JACQUES MARTIAL A LA VILLETTE
Des évolutions, et un très large public conquis
Arrivé à la Villette en 2006, personne ne l’attendait. Quel président fut Jacques Martial à la tête de l’une des plus prestigieuses institutions culturelles françaises ? Décryptage de la » méthode Martial » au moment où il prend les rênes du Mémorial ACTe.

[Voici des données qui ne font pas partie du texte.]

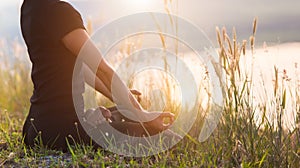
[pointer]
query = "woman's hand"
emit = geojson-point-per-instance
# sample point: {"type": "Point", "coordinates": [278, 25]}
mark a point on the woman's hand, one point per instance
{"type": "Point", "coordinates": [137, 94]}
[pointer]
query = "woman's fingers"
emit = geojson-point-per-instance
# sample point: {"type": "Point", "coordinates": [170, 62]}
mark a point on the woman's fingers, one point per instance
{"type": "Point", "coordinates": [105, 112]}
{"type": "Point", "coordinates": [136, 92]}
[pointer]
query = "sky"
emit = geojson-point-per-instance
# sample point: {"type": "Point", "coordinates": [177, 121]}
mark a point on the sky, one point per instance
{"type": "Point", "coordinates": [278, 20]}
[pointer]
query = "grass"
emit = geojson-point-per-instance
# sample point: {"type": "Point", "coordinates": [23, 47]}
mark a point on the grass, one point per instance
{"type": "Point", "coordinates": [240, 140]}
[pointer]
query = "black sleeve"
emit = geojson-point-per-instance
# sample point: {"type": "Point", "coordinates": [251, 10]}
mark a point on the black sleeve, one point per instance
{"type": "Point", "coordinates": [61, 19]}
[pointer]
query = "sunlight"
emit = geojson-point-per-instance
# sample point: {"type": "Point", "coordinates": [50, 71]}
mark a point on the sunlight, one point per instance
{"type": "Point", "coordinates": [139, 3]}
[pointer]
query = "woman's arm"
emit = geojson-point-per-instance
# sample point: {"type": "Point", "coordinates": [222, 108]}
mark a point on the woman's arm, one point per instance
{"type": "Point", "coordinates": [121, 95]}
{"type": "Point", "coordinates": [95, 82]}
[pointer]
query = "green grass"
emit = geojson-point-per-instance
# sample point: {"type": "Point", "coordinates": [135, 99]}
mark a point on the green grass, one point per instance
{"type": "Point", "coordinates": [238, 141]}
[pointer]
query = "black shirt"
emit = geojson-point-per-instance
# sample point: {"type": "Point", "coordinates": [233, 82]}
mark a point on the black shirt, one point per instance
{"type": "Point", "coordinates": [44, 23]}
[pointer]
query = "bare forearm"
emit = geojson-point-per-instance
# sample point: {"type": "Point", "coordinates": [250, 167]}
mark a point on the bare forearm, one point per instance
{"type": "Point", "coordinates": [92, 80]}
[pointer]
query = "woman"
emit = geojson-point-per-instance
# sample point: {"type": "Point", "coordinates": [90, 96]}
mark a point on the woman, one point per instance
{"type": "Point", "coordinates": [54, 34]}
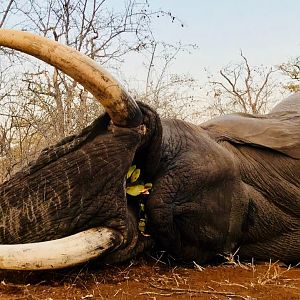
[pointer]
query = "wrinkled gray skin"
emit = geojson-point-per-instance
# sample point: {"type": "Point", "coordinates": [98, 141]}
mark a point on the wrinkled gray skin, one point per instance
{"type": "Point", "coordinates": [232, 182]}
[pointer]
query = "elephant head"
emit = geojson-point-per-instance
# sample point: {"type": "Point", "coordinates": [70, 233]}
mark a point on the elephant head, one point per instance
{"type": "Point", "coordinates": [70, 205]}
{"type": "Point", "coordinates": [232, 183]}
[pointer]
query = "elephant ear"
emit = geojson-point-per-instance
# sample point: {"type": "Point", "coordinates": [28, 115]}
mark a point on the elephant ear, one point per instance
{"type": "Point", "coordinates": [277, 131]}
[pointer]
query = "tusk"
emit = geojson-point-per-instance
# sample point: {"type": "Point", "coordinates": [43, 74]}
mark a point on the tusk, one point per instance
{"type": "Point", "coordinates": [61, 253]}
{"type": "Point", "coordinates": [120, 106]}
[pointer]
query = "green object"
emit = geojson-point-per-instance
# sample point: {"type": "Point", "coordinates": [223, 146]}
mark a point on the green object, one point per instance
{"type": "Point", "coordinates": [130, 171]}
{"type": "Point", "coordinates": [135, 190]}
{"type": "Point", "coordinates": [135, 175]}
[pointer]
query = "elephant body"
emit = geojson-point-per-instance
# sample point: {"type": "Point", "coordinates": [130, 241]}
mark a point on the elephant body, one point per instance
{"type": "Point", "coordinates": [231, 183]}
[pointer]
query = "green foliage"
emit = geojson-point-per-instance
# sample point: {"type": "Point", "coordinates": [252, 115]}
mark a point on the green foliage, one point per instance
{"type": "Point", "coordinates": [134, 186]}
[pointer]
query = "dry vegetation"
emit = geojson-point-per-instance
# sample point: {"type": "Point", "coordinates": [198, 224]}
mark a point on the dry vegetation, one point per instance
{"type": "Point", "coordinates": [147, 278]}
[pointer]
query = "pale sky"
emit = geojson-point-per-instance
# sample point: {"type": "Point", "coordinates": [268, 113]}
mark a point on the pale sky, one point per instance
{"type": "Point", "coordinates": [267, 31]}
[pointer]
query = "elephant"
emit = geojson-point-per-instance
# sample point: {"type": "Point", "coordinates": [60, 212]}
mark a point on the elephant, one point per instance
{"type": "Point", "coordinates": [228, 185]}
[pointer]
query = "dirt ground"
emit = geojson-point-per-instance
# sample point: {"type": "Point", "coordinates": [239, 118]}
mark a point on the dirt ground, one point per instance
{"type": "Point", "coordinates": [148, 278]}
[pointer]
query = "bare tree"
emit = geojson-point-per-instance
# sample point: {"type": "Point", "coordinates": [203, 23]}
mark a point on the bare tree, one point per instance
{"type": "Point", "coordinates": [291, 70]}
{"type": "Point", "coordinates": [243, 88]}
{"type": "Point", "coordinates": [46, 105]}
{"type": "Point", "coordinates": [172, 95]}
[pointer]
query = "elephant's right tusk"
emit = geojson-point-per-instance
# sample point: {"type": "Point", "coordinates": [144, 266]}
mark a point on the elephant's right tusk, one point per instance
{"type": "Point", "coordinates": [121, 107]}
{"type": "Point", "coordinates": [61, 253]}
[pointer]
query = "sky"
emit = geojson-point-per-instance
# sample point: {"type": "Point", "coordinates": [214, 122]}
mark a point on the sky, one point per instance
{"type": "Point", "coordinates": [267, 31]}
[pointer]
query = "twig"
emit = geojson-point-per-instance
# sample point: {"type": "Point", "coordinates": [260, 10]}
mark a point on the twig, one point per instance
{"type": "Point", "coordinates": [182, 290]}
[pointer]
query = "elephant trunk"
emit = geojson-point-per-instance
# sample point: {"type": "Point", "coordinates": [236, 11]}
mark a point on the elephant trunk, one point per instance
{"type": "Point", "coordinates": [120, 106]}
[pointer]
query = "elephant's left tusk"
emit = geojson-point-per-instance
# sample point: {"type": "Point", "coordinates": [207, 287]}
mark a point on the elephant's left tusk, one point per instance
{"type": "Point", "coordinates": [61, 253]}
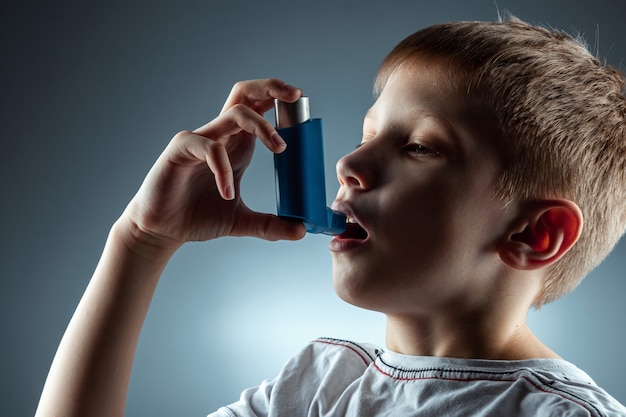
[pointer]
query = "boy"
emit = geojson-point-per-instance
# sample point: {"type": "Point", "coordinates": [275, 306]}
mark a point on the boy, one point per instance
{"type": "Point", "coordinates": [487, 146]}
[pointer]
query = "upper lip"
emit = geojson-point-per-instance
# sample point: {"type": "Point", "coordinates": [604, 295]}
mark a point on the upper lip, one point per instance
{"type": "Point", "coordinates": [346, 208]}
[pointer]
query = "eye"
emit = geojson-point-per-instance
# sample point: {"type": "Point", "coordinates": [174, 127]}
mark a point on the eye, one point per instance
{"type": "Point", "coordinates": [417, 150]}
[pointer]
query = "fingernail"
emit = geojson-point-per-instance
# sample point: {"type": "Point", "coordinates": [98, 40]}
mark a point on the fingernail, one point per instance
{"type": "Point", "coordinates": [278, 141]}
{"type": "Point", "coordinates": [229, 192]}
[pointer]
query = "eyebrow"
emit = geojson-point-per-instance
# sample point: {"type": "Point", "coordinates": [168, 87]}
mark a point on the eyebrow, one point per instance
{"type": "Point", "coordinates": [444, 123]}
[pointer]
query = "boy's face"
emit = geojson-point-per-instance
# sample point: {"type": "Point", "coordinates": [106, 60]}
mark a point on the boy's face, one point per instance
{"type": "Point", "coordinates": [420, 185]}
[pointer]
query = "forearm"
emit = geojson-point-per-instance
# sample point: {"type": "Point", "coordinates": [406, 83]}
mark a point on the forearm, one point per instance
{"type": "Point", "coordinates": [90, 372]}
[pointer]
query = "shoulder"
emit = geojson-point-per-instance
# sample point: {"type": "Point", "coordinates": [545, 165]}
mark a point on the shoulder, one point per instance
{"type": "Point", "coordinates": [327, 356]}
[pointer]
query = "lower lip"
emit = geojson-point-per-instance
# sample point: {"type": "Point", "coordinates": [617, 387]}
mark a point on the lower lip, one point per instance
{"type": "Point", "coordinates": [338, 244]}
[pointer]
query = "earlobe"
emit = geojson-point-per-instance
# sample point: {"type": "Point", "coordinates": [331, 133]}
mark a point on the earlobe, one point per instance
{"type": "Point", "coordinates": [549, 230]}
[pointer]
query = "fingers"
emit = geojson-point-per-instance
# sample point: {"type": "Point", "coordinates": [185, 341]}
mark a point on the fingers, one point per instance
{"type": "Point", "coordinates": [198, 148]}
{"type": "Point", "coordinates": [259, 95]}
{"type": "Point", "coordinates": [242, 118]}
{"type": "Point", "coordinates": [269, 227]}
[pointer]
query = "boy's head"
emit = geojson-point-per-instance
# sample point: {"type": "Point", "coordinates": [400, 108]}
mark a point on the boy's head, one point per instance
{"type": "Point", "coordinates": [560, 119]}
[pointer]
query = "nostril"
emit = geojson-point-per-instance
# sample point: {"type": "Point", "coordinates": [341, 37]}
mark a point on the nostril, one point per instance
{"type": "Point", "coordinates": [347, 174]}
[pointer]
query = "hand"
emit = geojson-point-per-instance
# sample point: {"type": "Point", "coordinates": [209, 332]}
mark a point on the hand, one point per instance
{"type": "Point", "coordinates": [192, 191]}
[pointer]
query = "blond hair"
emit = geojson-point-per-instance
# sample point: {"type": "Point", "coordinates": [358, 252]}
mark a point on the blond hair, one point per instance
{"type": "Point", "coordinates": [560, 115]}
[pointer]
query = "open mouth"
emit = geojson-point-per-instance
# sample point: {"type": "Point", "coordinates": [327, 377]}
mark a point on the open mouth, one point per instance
{"type": "Point", "coordinates": [353, 230]}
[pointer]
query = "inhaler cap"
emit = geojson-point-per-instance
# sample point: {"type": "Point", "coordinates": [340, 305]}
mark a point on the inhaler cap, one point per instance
{"type": "Point", "coordinates": [291, 114]}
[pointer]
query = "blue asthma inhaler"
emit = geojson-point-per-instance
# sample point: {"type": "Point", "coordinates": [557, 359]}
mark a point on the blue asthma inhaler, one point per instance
{"type": "Point", "coordinates": [300, 180]}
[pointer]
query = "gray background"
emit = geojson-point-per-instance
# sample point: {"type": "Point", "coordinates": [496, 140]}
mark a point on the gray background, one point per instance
{"type": "Point", "coordinates": [91, 92]}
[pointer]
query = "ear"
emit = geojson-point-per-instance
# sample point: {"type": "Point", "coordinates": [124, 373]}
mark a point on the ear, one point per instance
{"type": "Point", "coordinates": [549, 229]}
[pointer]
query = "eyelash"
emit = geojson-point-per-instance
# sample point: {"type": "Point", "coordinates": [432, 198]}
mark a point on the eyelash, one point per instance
{"type": "Point", "coordinates": [417, 150]}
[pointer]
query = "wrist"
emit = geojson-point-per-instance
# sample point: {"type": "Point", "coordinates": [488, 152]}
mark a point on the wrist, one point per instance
{"type": "Point", "coordinates": [142, 243]}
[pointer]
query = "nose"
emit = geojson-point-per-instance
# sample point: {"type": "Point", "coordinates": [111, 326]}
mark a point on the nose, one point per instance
{"type": "Point", "coordinates": [355, 170]}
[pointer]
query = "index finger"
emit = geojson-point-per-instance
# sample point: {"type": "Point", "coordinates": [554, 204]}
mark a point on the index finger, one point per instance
{"type": "Point", "coordinates": [259, 95]}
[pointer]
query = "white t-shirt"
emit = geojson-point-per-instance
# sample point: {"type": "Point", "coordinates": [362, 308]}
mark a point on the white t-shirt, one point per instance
{"type": "Point", "coordinates": [333, 377]}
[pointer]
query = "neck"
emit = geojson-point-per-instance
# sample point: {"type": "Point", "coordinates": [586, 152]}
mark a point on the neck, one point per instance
{"type": "Point", "coordinates": [467, 335]}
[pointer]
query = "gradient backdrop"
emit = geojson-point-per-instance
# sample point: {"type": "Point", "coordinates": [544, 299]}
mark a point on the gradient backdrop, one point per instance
{"type": "Point", "coordinates": [91, 92]}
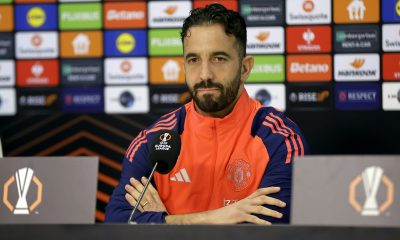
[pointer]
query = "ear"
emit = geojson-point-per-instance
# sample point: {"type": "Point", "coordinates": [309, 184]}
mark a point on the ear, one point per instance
{"type": "Point", "coordinates": [247, 65]}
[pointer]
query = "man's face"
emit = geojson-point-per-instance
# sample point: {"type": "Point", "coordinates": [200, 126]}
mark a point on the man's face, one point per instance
{"type": "Point", "coordinates": [212, 67]}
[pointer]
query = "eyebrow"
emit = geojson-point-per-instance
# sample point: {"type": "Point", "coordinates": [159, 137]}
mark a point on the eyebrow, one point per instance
{"type": "Point", "coordinates": [219, 53]}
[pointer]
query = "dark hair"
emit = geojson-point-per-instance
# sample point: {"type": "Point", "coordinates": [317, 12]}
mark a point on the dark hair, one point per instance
{"type": "Point", "coordinates": [217, 14]}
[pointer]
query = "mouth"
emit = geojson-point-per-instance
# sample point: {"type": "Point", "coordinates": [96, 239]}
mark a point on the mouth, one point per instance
{"type": "Point", "coordinates": [207, 90]}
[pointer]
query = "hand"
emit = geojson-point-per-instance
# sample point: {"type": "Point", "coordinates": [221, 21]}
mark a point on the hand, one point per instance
{"type": "Point", "coordinates": [151, 201]}
{"type": "Point", "coordinates": [238, 212]}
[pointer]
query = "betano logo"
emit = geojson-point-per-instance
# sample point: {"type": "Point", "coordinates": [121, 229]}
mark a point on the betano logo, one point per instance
{"type": "Point", "coordinates": [36, 17]}
{"type": "Point", "coordinates": [171, 10]}
{"type": "Point", "coordinates": [358, 63]}
{"type": "Point", "coordinates": [309, 68]}
{"type": "Point", "coordinates": [125, 43]}
{"type": "Point", "coordinates": [23, 179]}
{"type": "Point", "coordinates": [371, 177]}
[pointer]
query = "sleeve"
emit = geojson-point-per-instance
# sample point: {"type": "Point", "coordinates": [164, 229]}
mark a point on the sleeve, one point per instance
{"type": "Point", "coordinates": [283, 141]}
{"type": "Point", "coordinates": [135, 164]}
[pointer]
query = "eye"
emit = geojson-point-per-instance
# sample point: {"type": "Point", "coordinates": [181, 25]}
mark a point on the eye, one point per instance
{"type": "Point", "coordinates": [192, 60]}
{"type": "Point", "coordinates": [218, 59]}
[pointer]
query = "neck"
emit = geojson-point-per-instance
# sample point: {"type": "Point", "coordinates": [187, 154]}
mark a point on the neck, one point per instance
{"type": "Point", "coordinates": [224, 112]}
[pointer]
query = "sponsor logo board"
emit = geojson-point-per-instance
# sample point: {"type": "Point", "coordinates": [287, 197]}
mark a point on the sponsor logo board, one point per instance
{"type": "Point", "coordinates": [36, 17]}
{"type": "Point", "coordinates": [268, 69]}
{"type": "Point", "coordinates": [126, 43]}
{"type": "Point", "coordinates": [125, 71]}
{"type": "Point", "coordinates": [391, 96]}
{"type": "Point", "coordinates": [168, 13]}
{"type": "Point", "coordinates": [33, 73]}
{"type": "Point", "coordinates": [125, 15]}
{"type": "Point", "coordinates": [390, 10]}
{"type": "Point", "coordinates": [391, 66]}
{"type": "Point", "coordinates": [268, 94]}
{"type": "Point", "coordinates": [311, 39]}
{"type": "Point", "coordinates": [229, 4]}
{"type": "Point", "coordinates": [166, 98]}
{"type": "Point", "coordinates": [80, 16]}
{"type": "Point", "coordinates": [38, 100]}
{"type": "Point", "coordinates": [309, 68]}
{"type": "Point", "coordinates": [8, 105]}
{"type": "Point", "coordinates": [36, 45]}
{"type": "Point", "coordinates": [6, 18]}
{"type": "Point", "coordinates": [82, 100]}
{"type": "Point", "coordinates": [265, 13]}
{"type": "Point", "coordinates": [356, 38]}
{"type": "Point", "coordinates": [365, 96]}
{"type": "Point", "coordinates": [261, 40]}
{"type": "Point", "coordinates": [356, 11]}
{"type": "Point", "coordinates": [78, 72]}
{"type": "Point", "coordinates": [6, 45]}
{"type": "Point", "coordinates": [165, 42]}
{"type": "Point", "coordinates": [391, 37]}
{"type": "Point", "coordinates": [301, 12]}
{"type": "Point", "coordinates": [357, 67]}
{"type": "Point", "coordinates": [7, 73]}
{"type": "Point", "coordinates": [166, 70]}
{"type": "Point", "coordinates": [126, 99]}
{"type": "Point", "coordinates": [81, 44]}
{"type": "Point", "coordinates": [309, 97]}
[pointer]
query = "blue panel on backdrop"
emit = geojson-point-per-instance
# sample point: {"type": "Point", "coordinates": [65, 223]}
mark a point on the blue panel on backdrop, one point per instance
{"type": "Point", "coordinates": [391, 10]}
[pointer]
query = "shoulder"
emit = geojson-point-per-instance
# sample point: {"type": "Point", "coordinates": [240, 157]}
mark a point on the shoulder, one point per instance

Le prestigieux Établissement public du parc et de la Grande Halle de la Villette, avec ses 40 millions d’euros de budget et ses 200 salariés, est l’une des principales grandes institutions culturelles françaises. Aussi, lorsqu’en 2006, celui que le grand public connaissait surtout comme l’incontournable Bain-Marie de la série télévisée Commissaire Navarro a été bombardé à sa tête, on imagine avec quel scepticisme il a été accueilli ! En plus, pour la première fois un Noir, et pour la première fois un artiste et non un énarque… Voilà qui bousculait copieusement les habitudes. » Il avait été nommé par décret par le président Jacques Chirac, auquel l’avait recommandé le ministre de la Culture Renaud Donnedieu de Vabres, se souvient un membre des équipes de programmation. On soupçonnait du piston, on disait que c’était parce qu’il fallait de la couleur à La Villette ! Il ne semblait pas avoir vraiment de projet, il a été très décrié « .
Un homme de théâtre
Pour commencer, ses détracteurs avaient juste oublié, ou ignoraient, que cet acteur (qui en plus de Navarro a tout de même joué dans 19 films et 17 téléfilms) était avant tout un homme de théâtre. Élève puis enseignant à l’atelier de Sarah Sanders, metteur en scène éclectique de Racine, Shakespeare, Koltès, Saunders, Giraudoux, Claudel, Maryse Condé… Sa nomination, pour surprenante qu’elle fut, n’était donc pas totalement aberrante. Et » même si pour l’administration il s’est beaucoup appuyé sur la directrice générale, il a tenu son rôle de président, estime un employé du parc. Il suivait de près l’exploitation du parc, il avait des avis. Même s’il n’a pas énormément renouvelé, il a insufflé des choix de programmation. Et puis il était très affable ! » La méthode Martial ? Ne rien arrêter, ne rien freiner, accompagner, développer l’existant et encourager, soutenir les nouvelles propositions. Lesquelles ont attiré un public très large et diversifié, comme le grand spectacle Decouflé, les grosses expositions telles que Des bêtes et des hommes… En deux mandats, Jacques Martial a également apporté sa touche propre, à travers le festival de cirque contemporain Hautes Tensions, qui s’est enrichi de l’espace Chapiteaux, une résidence d’artistes, ou par une autre grosse exposition, Kréyol Factory, en 2009 : » Il est important et urgent de parler de cette culture née de l’esclavage, de la colonisation « , disait à l’époque le président, qui a mis en scène cet art sur 2 800 m2 au cœur de la Grande Halle. Notables également, la programmation répétée du chorégraphe Sidi Larbi Cherkaoui, l’arrivée des cultures urbaines, avec une salle dédiée aux sonorités hip-hop…
Un parcours cohérent
Des innovations personnelles certes, mais collant néanmoins parfaitement à la vocation de ce lieu que Jacques Martial décrit comme « ouvert sur une mixité de populations, un endroit où les origines diverses de nos publics sont visibles sur le parc. Un lieu idéal pour se pencher sur les identités, ce qui s’inscrit dans la tradition de la Villette : parler des grands enjeux de société « .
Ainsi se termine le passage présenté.